The parliament of Kosovo has approved Ramush Haradinaj, the leader of the center-right Alliance for the Future of Kosovo (AAK) and a former guerrilla fighter, as the Balkan country’s new prime minister.
The 120-seat parliament endorsed Haradinaj’s appointment on September 9 with 61 votes in favor and one abstention. Opposition members boycotted the vote.
The parliament also approved Haradinaj’s cabinet, with the main ethnic Serb party, Srpska Lista, backing the new prime minister.
The moves led to optimism that a months-long political stalemate created by inconclusive June elections may be coming to an end in the Western-backed nation with a large ethnic-Albanian majority.
Haradinaj was nominated by President Hashim Thaci on September 7 to form a new government after his coalition struck an agreement with several smaller parties to give his bloc the majority needed to rule.
Under the coalition agreement, Srpska Lista will receive three ministry posts, while non-Albanian and non-Serbian communities will also receive ministries.
The key junior partner in the coalition, the Democratic Party of Kosovo (PDK), will receive a deputy prime minister post and six ministries. The PDK leader, Kadri Veseli, was elected speaker of the parliament on September 7.
Haradinaj's AAK gets three other ministries, while another junior partner, NISMA, will receive a deputy prime minister's portfolio and three ministries.
Behgjet Pacolli of the New Kosovo Alliance (AKR) will be foreign minister.
Pacolli, who also holds a Swiss passport, is widely considered the richest Kosovar. He made his money rebuilding state buildings in Moscow in the 1990s and has since moved his company to Kazakhstan from Russia.

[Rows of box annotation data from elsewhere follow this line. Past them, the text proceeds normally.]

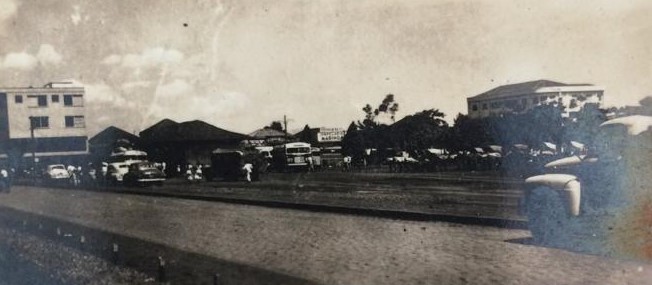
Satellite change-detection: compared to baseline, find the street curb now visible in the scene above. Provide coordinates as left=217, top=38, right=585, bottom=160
left=113, top=189, right=528, bottom=229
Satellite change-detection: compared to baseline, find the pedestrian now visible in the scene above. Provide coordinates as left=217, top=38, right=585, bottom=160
left=186, top=164, right=195, bottom=182
left=242, top=162, right=254, bottom=183
left=343, top=155, right=351, bottom=171
left=0, top=168, right=11, bottom=193
left=195, top=163, right=204, bottom=181
left=306, top=156, right=315, bottom=172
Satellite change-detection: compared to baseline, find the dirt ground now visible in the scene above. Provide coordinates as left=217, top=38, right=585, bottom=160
left=0, top=187, right=652, bottom=284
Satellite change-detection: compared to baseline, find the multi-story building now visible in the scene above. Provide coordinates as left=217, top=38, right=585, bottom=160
left=0, top=82, right=88, bottom=166
left=466, top=80, right=604, bottom=118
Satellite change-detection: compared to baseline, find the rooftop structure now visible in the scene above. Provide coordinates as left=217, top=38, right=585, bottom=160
left=467, top=80, right=604, bottom=118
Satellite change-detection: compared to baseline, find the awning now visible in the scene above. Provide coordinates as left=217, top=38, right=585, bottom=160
left=543, top=142, right=557, bottom=150
left=427, top=148, right=446, bottom=154
left=489, top=145, right=503, bottom=152
left=571, top=141, right=584, bottom=150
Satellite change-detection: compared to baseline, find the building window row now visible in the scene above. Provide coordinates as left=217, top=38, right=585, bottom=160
left=66, top=116, right=86, bottom=128
left=30, top=116, right=50, bottom=129
left=14, top=94, right=84, bottom=107
left=30, top=116, right=86, bottom=129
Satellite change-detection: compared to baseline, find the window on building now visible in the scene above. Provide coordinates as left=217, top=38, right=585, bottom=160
left=36, top=95, right=48, bottom=107
left=65, top=116, right=86, bottom=128
left=30, top=116, right=50, bottom=129
left=27, top=95, right=48, bottom=108
left=63, top=95, right=84, bottom=107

A day earlier, the Pristina-based FOL think tank had criticized the prime ministerial nominee, saying that he had an "endless appetite" for creating ministry posts in order to satisfy the demands of all the coalition partners.
Reports said Haradinaj had set a total of five deputy prime ministers, 21 ministers, and some 50 deputy ministers.
Speaking ahead of the vote, Haradinaj pledged to maintain dialogue with former foe Serbia, saying "there is no alternative to dialogue with Serbia.”
Despite "a tragic history, we cannot change the fact that we are neighbors," Haradinaj told parliament.
The European Union has urged Pristina and Belgrade -- both with ambitions of joining the EU -- to normalize relations and is sponsoring talks in hopes of ending years of hostility.
Kosovo declared independence from Serbia in 2008, but Serbia doesn't recognize the move.
Haradinaj, 49, has been arrested twice on a warrant from Serbia - in Slovenia in 2015 and in France earlier this year - but was released both times.
Haradinaj was also charged with war crimes, tried, and cleared twice by the UN war crimes tribunal in The Hague.
He served as prime minister for three months in 2005, but resigned to face the first trial.